Subjects acted as their own control i.e. challenge control was the untreated skin

Route of administration:

dermal

Details on study design:

MAIN STUDY
A. INDUCTION EXPOSURE
- No. of exposures: 9 applications
- Site: upper back between the scapulae
- Frequency of applications: 0.2ml of test material was applied three times per week for a total of nine applications
- Exposure period: 24 hours (9 x 24 hour exposure)
- Rest periods: 24-48 hours
- Duration: 3 weeks
- Concentrations: 4% test substance in EtOH/DEP solution

B. CHALLENGE EXPOSURE (two weeks after the final induction patch application)
- No. of exposures: one
- Exposure period: 24 hours
- Site: virgin test site adjacent to induction exposure sites on the upper back between the scapulae
- Concentrations: 4% test substance in EtOH/DEP solution
- Evaluation (hr after challenge): 24 and 72 hours post-application

Results and discussion

Results of examinations:

The observations for each participant remained negative throughout the test interval

Applicant's summary and conclusion

Conclusions:

The human repeated insult patch test (HRIPT) is a confirmatory test in the safety evaluation of skin sensitisers, that can substantiate no-effect levels and ensure that matrix effects are not making an unexpected contribution to sensitising potency.

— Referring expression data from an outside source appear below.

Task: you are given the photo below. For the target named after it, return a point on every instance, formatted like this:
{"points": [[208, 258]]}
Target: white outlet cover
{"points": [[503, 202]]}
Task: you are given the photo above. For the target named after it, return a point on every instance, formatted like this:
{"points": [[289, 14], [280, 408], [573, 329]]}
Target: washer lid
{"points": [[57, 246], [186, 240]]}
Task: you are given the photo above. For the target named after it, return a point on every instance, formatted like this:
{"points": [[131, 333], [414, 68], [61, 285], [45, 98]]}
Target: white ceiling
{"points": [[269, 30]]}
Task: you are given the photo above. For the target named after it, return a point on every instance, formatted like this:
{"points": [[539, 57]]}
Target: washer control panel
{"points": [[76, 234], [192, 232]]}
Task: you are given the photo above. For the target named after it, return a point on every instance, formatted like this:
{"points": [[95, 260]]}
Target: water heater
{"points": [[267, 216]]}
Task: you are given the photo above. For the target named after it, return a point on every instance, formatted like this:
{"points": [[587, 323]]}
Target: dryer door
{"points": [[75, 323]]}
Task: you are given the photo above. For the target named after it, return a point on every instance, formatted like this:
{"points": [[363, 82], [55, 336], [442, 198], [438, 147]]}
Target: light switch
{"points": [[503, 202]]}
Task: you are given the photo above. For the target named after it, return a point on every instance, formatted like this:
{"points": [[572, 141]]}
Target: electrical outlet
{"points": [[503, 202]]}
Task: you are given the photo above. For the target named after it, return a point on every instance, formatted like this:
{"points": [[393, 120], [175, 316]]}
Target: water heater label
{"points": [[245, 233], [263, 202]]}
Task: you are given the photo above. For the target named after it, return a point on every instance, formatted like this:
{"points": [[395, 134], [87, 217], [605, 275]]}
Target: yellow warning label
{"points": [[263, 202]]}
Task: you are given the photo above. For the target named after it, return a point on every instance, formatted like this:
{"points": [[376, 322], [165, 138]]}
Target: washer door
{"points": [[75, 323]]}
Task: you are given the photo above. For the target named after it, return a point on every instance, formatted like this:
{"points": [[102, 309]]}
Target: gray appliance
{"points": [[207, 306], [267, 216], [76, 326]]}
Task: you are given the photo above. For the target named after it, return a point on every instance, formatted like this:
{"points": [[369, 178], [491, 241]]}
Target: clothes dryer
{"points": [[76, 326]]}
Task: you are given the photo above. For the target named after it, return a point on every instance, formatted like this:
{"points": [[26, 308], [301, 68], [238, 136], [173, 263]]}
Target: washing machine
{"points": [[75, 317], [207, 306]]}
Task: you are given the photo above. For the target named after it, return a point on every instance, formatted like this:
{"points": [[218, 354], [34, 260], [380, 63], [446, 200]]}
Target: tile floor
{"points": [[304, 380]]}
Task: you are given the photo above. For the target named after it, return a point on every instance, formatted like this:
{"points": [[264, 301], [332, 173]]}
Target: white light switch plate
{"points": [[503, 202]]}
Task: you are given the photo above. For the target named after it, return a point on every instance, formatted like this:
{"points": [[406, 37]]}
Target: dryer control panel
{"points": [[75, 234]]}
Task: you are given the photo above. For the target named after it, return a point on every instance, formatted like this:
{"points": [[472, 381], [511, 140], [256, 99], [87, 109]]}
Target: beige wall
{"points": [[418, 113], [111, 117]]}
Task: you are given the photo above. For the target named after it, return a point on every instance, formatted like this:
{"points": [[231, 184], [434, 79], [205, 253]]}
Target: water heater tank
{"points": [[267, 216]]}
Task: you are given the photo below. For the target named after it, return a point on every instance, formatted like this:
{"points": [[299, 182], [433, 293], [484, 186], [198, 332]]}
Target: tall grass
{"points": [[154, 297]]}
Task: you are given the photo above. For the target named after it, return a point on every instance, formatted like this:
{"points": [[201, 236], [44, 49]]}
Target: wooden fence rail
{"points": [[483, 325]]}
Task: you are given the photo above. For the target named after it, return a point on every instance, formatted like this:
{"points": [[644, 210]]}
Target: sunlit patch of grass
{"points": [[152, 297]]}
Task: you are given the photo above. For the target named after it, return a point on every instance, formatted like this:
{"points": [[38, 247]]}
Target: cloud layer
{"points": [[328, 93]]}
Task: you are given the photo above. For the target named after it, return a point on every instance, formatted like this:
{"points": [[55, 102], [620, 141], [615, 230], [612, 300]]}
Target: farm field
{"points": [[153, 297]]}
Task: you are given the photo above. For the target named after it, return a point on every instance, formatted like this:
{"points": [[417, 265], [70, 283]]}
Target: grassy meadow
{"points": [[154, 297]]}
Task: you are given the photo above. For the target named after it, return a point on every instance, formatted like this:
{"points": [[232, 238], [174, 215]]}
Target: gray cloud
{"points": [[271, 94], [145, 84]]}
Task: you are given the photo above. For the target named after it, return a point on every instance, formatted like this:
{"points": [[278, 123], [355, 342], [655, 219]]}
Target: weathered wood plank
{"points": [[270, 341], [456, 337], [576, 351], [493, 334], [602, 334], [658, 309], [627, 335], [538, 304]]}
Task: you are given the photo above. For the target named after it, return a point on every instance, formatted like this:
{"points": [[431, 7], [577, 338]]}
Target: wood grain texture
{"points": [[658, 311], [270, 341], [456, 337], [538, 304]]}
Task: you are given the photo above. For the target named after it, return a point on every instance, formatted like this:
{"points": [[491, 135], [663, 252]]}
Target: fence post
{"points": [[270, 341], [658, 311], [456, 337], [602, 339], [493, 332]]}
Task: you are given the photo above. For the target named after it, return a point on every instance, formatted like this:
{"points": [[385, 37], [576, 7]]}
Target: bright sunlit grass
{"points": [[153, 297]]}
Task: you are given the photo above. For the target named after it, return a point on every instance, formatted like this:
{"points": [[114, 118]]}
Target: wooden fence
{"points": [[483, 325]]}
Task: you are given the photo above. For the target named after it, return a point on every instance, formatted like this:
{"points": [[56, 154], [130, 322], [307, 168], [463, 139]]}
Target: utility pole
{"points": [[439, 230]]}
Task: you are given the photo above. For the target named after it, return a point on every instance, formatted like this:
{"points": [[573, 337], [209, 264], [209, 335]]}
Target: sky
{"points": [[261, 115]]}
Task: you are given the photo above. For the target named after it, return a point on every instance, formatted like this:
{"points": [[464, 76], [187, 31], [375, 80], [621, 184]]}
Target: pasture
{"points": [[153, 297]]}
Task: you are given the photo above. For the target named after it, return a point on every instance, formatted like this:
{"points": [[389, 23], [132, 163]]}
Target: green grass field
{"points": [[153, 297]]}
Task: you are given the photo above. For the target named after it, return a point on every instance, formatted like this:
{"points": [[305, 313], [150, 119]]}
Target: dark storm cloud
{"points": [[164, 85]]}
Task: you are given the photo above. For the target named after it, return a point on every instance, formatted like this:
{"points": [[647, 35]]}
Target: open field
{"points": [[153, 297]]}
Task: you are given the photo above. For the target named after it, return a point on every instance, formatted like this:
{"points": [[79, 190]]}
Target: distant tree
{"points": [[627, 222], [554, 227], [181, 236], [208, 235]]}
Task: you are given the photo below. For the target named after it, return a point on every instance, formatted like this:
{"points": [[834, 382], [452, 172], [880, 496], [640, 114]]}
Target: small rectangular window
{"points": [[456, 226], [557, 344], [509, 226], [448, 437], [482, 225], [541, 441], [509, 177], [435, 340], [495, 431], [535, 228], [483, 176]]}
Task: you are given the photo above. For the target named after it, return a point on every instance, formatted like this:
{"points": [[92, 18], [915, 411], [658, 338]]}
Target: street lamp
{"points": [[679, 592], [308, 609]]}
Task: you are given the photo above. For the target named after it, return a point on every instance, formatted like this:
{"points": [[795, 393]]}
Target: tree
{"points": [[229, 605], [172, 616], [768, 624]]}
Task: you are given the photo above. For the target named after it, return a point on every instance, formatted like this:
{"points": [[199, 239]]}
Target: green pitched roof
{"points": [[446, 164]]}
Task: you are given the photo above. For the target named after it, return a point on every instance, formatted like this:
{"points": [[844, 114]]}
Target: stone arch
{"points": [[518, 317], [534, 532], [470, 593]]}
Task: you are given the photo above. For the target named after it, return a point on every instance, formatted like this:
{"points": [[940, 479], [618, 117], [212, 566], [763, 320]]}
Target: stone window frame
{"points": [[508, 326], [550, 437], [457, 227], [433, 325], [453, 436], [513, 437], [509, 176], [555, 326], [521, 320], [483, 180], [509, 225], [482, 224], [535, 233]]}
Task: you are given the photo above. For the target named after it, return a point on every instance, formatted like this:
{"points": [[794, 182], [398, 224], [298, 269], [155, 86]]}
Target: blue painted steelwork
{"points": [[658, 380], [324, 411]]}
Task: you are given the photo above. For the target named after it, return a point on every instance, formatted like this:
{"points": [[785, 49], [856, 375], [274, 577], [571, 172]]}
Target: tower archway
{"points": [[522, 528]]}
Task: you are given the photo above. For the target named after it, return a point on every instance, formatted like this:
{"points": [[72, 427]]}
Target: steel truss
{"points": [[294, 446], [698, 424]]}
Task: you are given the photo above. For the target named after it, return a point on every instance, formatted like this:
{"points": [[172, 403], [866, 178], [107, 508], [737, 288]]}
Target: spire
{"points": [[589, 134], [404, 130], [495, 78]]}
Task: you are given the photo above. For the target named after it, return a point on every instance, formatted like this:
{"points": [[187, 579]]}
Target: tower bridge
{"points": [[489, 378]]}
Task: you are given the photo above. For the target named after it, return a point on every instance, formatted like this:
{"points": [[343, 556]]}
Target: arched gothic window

HRIPT demonstrated that the test item does not have the potential to irritate or sensitise the dermis in 107 human participants. No adverse events were observed.

Executive summary:

Human Repeat Insult Patch Test (HRIPT) aims to determine sensitisation potential via repeat epidermal contact induction phases and latent challenge. Small quantities (0.2ml) of test material were applied to occlusive patches of 3/4" absorbent pads in adhesive dressing between the scapulae on the upper back and sealed with a hypoallergenic adhesive tape. Signs of irritation were recorded by a dermatologist at 48 and 72 hours, following 9 applications with 24-48 hour rest periods.

 

No adverse events effects were observed in 107 participants following a 24-hour challenge test, subsequent to an induction phase of nine 24 hour applications (0.2ml of 4% test material in DEP/EtOH). No adverse events were observed and the test item did not demonstrate potential to irritate or sensitise the dermis in human participants.